The chart explains the number of tweets with and without the key words (Nike, Women, Wear). Tweets that included these three words took up almost 70%. Comparing the words used made me realize how often they were used and the difference they made.

Mentions of the topic
Topic Count Percent
0 1661 30.3
1 3818 69.7
# Load packages

if (!require("tidyverse")) install.packages("tidyverse")
if (!require("tidytext")) install.packages("tidytext")
if (!require("plotly")) install.packages("plotly")
if (!require("gtExtras")) install.packages("gtExtras")

library(tidyverse)
library(tidytext)
library(gtExtras) 
library(plotly)
library(lubridate)

# Read the data

mydata <- read.csv("https://raw.githubusercontent.com/drkblake/Data/main/NikeUniforms.csv")

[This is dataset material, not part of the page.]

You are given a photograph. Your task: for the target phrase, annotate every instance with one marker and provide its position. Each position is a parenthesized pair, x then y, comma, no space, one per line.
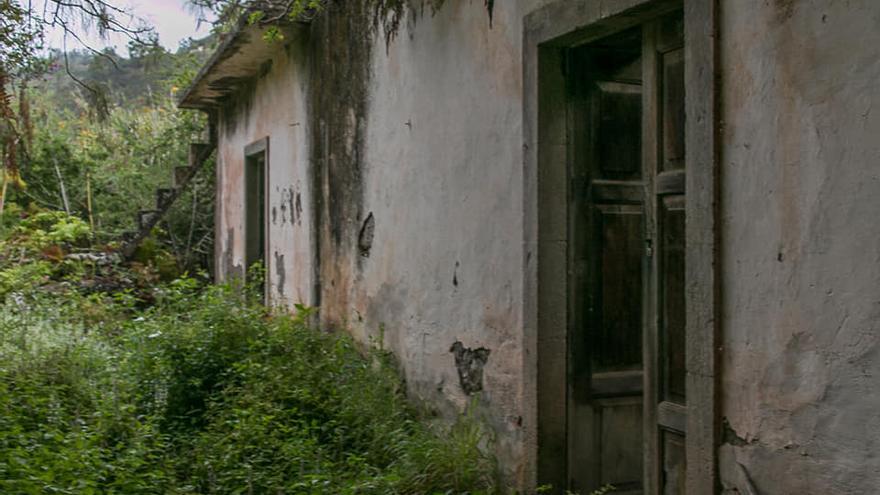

# Counting posts about Biden

tidy_text <- mydata %>% 
  unnest_tokens(word,Full.Text) %>% 
  count(word, sort = TRUE)

# Deleting standard stop words

data("stop_words")
tidy_text <- tidy_text %>%
  anti_join(stop_words)

# Deleting custom stop words

my_stopwords <- tibble(word = c("https",
                                "t.co",
                                "rt"))
tidy_text <- tidy_text %>% 
  anti_join(my_stopwords)

head(tidy_text, 25)

searchterms <- "Nike|Women|Wear"

mydata$Topic <- ifelse(grepl(searchterms,
                             mydata$Full.Text,
                             ignore.case = TRUE),1,0)
Topic <- mydata %>%
  group_by(Topic) %>%
  summarize(
    Count = n(),
    Percent = round(n() / nrow(mydata) * 100, 1)
  )

TopicTable <- gt(Topic) %>% 
  tab_header("Mentions of the topic") %>%
  cols_align(align = "left") %>%
  gt_theme_538

TopicTable

# Graphing Topic posts over time

# Step 1: Convert the Date column to proper Date format if it's not already

mydata$Date <- as.Date(mydata$Date)

# Step 2: Filter to only include rows where the topic is mentioned

topic_mentions <- mydata %>%
  filter(Topic == 1)

# Step 3: Count topic mentions per week starting on Monday

weekly_topic_mentions <- topic_mentions %>%
  mutate(Week = cut(Date, breaks = "week", start.on.monday = TRUE)) %>%
  group_by(Week) %>%
  summarise(Mentions = n()) %>%
  mutate(Week = as.Date(Week))  # Convert back to Date for plotting

# Step 4: Plot

Plot <- plot_ly(
  data = weekly_topic_mentions,
  x = ~Week,
  y = ~Mentions,
  type = 'bar',
  marker = list(color = '#2c7fb8')
) %>%
  layout(
    title = list(text = "Weekly Mentions of the Topic", font = list(size = 20)),
    xaxis = list(title = "Week Starting On", tickformat = "%Y-%m-%d"),
    yaxis = list(title = "Number of Mentions"),
    bargap = 0.2
  )

Plot

# Counting phrases

# Extract phrases to a "tidy_phrases" data frame

tidy_phrases <- mydata %>% 
  unnest_tokens(phrase,Full.Text,token="ngrams", n=3) %>% 
  count(phrase, sort = TRUE)

# Delete custom stop words

my_stopphrases <- tibble(phrase = c("this is a",
                                    "should not be",
                                    "this is the",
                                    "one of the",
                                    "in order to"))
tidy_phrases <- tidy_phrases %>% 
  anti_join(my_stopphrases)

head(tidy_phrases, n=25)